O projeto inovou muito, trouxe resultados concretos e foi porta de entrada para alçarmos outros voos entre os parceiros. Foi muito importante esta presença no território, inclusive porque havia uma atuação muito fraca da Prefeitura naquele momento. A Secretaria Municipal de Saúde não respondia bem às propostas apresentadas nem apontava caminhos para a resolução de problemas muito urgentes.
E estamos vendo como é importante gestores que tomem decisões adequadas. Muita coisa só tem sido possível porque a Prefeitura mudou a postura em relação à pandemia e ao território.
Quase um ano e meio depois, outras inovações ocorreram. Desde a realização da campanha #VacinaMaré até a realização de um estudo inédito, liderado pela Fiocruz em parceria com a Secretaria Municipal de Saúde e a Redes da Maré no território…
Valcler: Tivemos que responder aos desafios da pandemia a cada momento. Nesta construção, que a gente achava que ia durar três, quatro meses, e se prolongou muito mais, vimos a possibilidade de fazer uma pesquisa repleta de especificidades que só a Maré pode apresentar.
É um território de favela com adensamento populacional grande, são 140 mil habitantes em uma faixa muito estreita entre a avenida Brasil e a Linha Vermelha, que traz resultados importantes no combate à pandemia, fruto do Conexão Saúde, aliados à vacinação em massa…
Tudo isso em um território que, em tese, é mais difícil de atuar, sobretudo por conta da violência. Mas até neste ponto o estudo é uma quebra de paradigma. A dificuldade não pode ser impossibilidade e estamos mostrando que dá para operar de forma diferente.
O estudo tem uma característica importante, de mobilização e envolvimento de pessoas do território no processo. Pode falar um pouco sobre esta questão?
Valcler: É de fato uma pesquisa que prioriza a interação com a população, o envolvimento de atores do território, o protagonismo de Agentes Comunitários de Saúde, das clínicas da família, das organizações locais e dos próprios moradores.
É uma forma de mostrar a importância da ciência no dia-a-dia, aproximar esta discussão, que normalmente fica muito distante. A pesquisa ajuda a trazer esta dimensão científica para o palpável. E as pessoas respondem muito bem, percebem que também podem fazer ciência de alguma forma. Não é coisa para iluminados.
Nosso estudo poderia ser de outro jeito? Sim. Há várias formas de se fazer uma pesquisa: a partir de dados secundários ou de observação, por exemplo. Mas fizemos esta escolha de trazer quem de fato vivencia a favela para participar do processo.

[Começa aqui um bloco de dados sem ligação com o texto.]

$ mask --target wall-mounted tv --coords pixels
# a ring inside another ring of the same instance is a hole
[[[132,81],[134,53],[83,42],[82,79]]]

É um caminho mais arriscado, mais complexo, sem dúvida. Como faço pesquisa com engajamento? Como promover esta aproximação? Por detrás desta escolha está a crença de que a pesquisa não pode ser importante só para o pesquisador, para o grupo de pesquisa, para a instituição, para a universidade.
Ela tem que ser importante fundamentalmente para a população, para o morador, para o sistema público de saúde. Quando elementos de pesquisa, de dados científicos, são incorporados nos serviços, eles se qualificam, melhoram. É uma forma de devolver o conhecimento para a sociedade.
Quero ressaltar um ponto da sua fala, de que a ciência não pode ser coisa para iluminados… Como ampliar este acesso, em um momento em que as informações e saberes científicos são colocados em xeque em todo o mundo e em especial no Brasil?
Valcler: Quando o próprio ministro da Educação fala que a Universidade não é pra todo mundo, vemos que o cenário está de fato muito complexo. Eu contraponho este pensamento com outro: fazer ciência não pode se coisa de outro mundo. A busca pelo conhecimento é para todos. Não podemos ser vencidos por este pensamento medieval que emergiu nos últimos tempos.
Um exemplo é o papel dos Agentes Comunitários de Saúde no estudo da Maré. Entendemos que eles são elementos fundamentais para a qualificação da pesquisa. Eles têm um conhecimento dinâmico, vivo e específico do território. Existem questões que só eles podem trazer. São saberes diferenciados que precisam ser incorporados no estudo. Seria outro erro não fazer esta interlocução, não inseri-los de forma profunda neste processo.